" I " de Julien Delorme (Fantasy)

 

Ils ont construit de grands bâtiments, des palais somptueux, des églises et des mausolées de pierre qui jetaient leurs flèches loin dans le ciel. Et ils les ont couvert des effigies de leurs morts. Les chantiers se multipliaient et ils couvrirent leurs champs d’échafaudages cyclopéens. Pendant un temps, tout ne fut qu’entrelacs de métal, arabesques de poutrelles et de colonnes de pierres.

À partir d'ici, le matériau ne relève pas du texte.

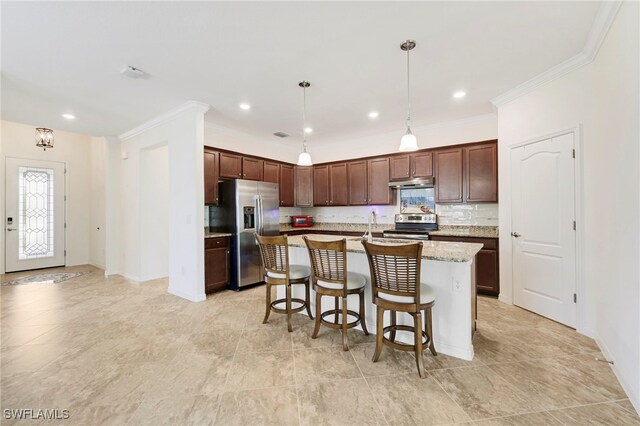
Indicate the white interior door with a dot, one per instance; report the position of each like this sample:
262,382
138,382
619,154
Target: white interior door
542,225
34,228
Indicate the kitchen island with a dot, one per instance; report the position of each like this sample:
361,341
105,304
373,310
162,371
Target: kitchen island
447,267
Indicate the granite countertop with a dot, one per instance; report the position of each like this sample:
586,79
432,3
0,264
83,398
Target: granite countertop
466,231
208,234
432,250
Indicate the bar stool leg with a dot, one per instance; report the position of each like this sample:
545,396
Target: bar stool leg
307,300
288,308
392,335
429,320
318,316
266,314
345,346
417,324
379,333
363,320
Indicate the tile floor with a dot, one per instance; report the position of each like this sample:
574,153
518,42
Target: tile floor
117,352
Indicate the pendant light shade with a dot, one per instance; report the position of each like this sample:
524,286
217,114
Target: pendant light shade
409,142
305,158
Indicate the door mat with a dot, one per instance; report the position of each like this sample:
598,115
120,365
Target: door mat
48,278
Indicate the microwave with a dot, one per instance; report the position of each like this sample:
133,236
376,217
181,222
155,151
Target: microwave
301,221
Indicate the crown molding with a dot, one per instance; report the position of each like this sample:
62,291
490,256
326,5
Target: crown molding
163,118
599,29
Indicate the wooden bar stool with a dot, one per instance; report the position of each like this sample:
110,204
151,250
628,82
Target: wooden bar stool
330,278
395,279
275,259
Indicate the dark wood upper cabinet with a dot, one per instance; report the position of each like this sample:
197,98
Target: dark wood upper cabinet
271,172
358,188
286,179
449,180
422,164
230,166
210,178
378,181
304,186
252,168
338,184
400,167
482,173
321,193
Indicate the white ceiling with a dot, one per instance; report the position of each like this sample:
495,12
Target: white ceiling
60,57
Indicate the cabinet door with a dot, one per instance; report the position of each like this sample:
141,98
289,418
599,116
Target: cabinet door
338,184
230,166
379,191
271,172
357,175
482,173
449,176
487,272
252,168
210,178
400,167
304,186
422,164
286,185
321,185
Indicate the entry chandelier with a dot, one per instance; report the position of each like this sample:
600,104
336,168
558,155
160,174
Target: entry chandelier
44,138
408,141
304,159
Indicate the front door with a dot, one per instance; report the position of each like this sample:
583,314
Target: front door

            Et quand ce fut fini, que les échelles et les travées furent remisées aux oubliettes, ils s’enfermèrent pour ne plus voir le monde. Chacun se choisit un chef, un père, un guide, et finalement, chacun se choisit lui-même pour seul maître. Ils se sont battus.

            Les pierres silencieuses répondirent aux cris de ceux qui les avaient érigé. Elles pleurèrent le sang de leurs architectes. Pas une fenêtre à laquelle ne perlât quelque larme écarlate, pas une façade sans les coulées pourpres de la vie qui ruisselle et se gâche.

            Puis les portes se fermèrent définitivement et chacun fut isolé. Il y eut un temps d’attente. De mystérieux vents faisaient sonner les cloches les plus hautes et leur bruit de tonnerre frappa les rues silencieuses par d’éphémères requiems. Puis ce fut l’arrivée des ronces et des lianes, des lierres envahissants qui montèrent à l’assaut des façades et entourèrent de couronnes improbables les têtes des rois morts, seules à oser encore contempler l’extérieur. Les champs et les jachères reprirent possession des lieux. Derrière leurs murailles, ils s’enfoncèrent plus loin encore, fouissant les entrailles de la terre à la recherche de cachettes inaccessibles.

            Et ils ruminent encore de sombres pensées contre ceux de l’extérieur, là bas, au plus profond de leurs caves. Mais je ne les entends pas. Seul au milieu d’eux, je m’étonne de ce peuple qui sortit les morts de leurs tombeaux et préféra s’enterrer à leur place.